It has been an interesting journey for the young athlete.
When Dhing Express leaves the station in the blink of an eye, everyone is left in awe. What is this train business being spoken about, you ask? Well, Dhing Express is the nickname given to 19-year-old Hima Das, who recently made history by winning the women’s 200m gold at the Kutno Athletics Meet in Poland — within a week of winning her first international gold medal at Poznan Athletics Grand Prix, also in Poland. The athlete had clocked an impressive 23.65 seconds then. She did this despite recurring issues with her back.
It has been an interesting journey for the young athlete. Hima initially wanted to pursue a career in football, a sport she used to play with her friends. She was quite good at it too. However, her school physical education teacher advised her to opt for running instead, after observing her incredible sprinting speed; Hima has never looked back since. The President of India honoured the athlete with an Arjuna Award in 2018. She has also represented UNICEF as the first-ever Youth Ambassador from India.

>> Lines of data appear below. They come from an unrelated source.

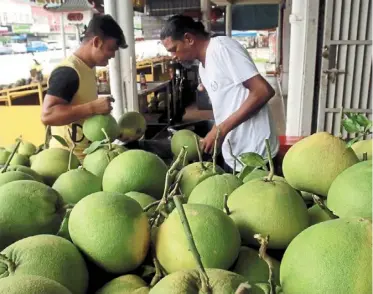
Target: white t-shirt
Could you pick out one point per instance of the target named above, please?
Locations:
(227, 66)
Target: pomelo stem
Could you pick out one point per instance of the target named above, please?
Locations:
(192, 245)
(243, 288)
(322, 205)
(163, 201)
(5, 167)
(234, 157)
(227, 211)
(11, 266)
(263, 241)
(271, 165)
(199, 153)
(107, 138)
(215, 151)
(47, 137)
(158, 273)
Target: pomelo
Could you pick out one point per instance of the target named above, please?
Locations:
(76, 184)
(13, 176)
(361, 147)
(28, 208)
(31, 284)
(317, 215)
(185, 138)
(253, 268)
(26, 170)
(48, 256)
(26, 148)
(93, 125)
(3, 156)
(143, 199)
(136, 170)
(269, 208)
(330, 257)
(132, 125)
(128, 284)
(312, 164)
(216, 237)
(51, 163)
(111, 230)
(194, 173)
(189, 281)
(97, 161)
(211, 191)
(351, 192)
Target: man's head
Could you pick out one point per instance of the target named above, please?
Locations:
(181, 36)
(103, 37)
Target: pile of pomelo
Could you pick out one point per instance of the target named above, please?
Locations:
(122, 221)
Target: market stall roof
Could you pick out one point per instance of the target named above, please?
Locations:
(69, 5)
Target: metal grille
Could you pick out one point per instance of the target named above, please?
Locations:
(346, 68)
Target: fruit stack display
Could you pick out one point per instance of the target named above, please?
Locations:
(122, 221)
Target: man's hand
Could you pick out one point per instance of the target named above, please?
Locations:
(102, 105)
(208, 142)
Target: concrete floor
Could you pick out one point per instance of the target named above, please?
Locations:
(276, 105)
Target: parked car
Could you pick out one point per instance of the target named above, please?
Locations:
(36, 46)
(6, 49)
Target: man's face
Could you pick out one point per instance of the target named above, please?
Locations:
(181, 50)
(103, 50)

She’s not even the only young Indian sprinter to have won a gold medal in the latest Poland meet, indicating a trend of emerging athletes from the country who are earning laurels at the international stage. For instance, 24-year-old Muhammed Anas also won gold in the men’s 200m race at the Kutno event. Anas clocked 21.18 seconds to win the race. He earlier broke the national 400m record at the Polish Athletics Championships in June 2016, clocking 45.40 seconds. Another Indian sprinter, 22-year-old V.K. Vismaya, finished third with a personal best time of 23.75 seconds in the race at Poznan. In fact, at the recently-concluded Qasanov Memorial Meet, Indian track and field athletes won a whopping 19 medals, including 12 gold-and this was merely a two-day event.
With 2020 Summer Olympics just around the corner, this comes as good news. Indian sprinters did not bring home any medals during the 2016 Summer Olympics held in Rio de Janeiro, Brazil. This time, the performances leading up to the games seem to be impressive, as the players are all set and preparing hard for the upcoming grand event.
However, Indian athletics still has a long way to go, especially when it comes to the sports infrastructure of the country. Absence of a sports culture, the lack of good qualified coaches or specialists, sports grounds and structures, and inadequate sponsors for training and coaching are considered some of the reasons for India's sub-optimal performance in the past.
Ashok Chaudhary, an athletics coach, commented on this aspect, “I really think every state should have a sports college; the government should work more on the ground level. Every school should appoint at least one coach so that the students get motivated to play something that they are passionate about.” Specifying that Sports Minister Kiren Rijiju is trying hard to bring changes in the sport system by conducting camps all around, Ashok concludes, “There should be more stadiums than hospitals, if people are fit and active in our country, 80 per cent of the health issues will be eliminated. If this happens, Indian sports will improve a lot and we will have a good team in all fields.”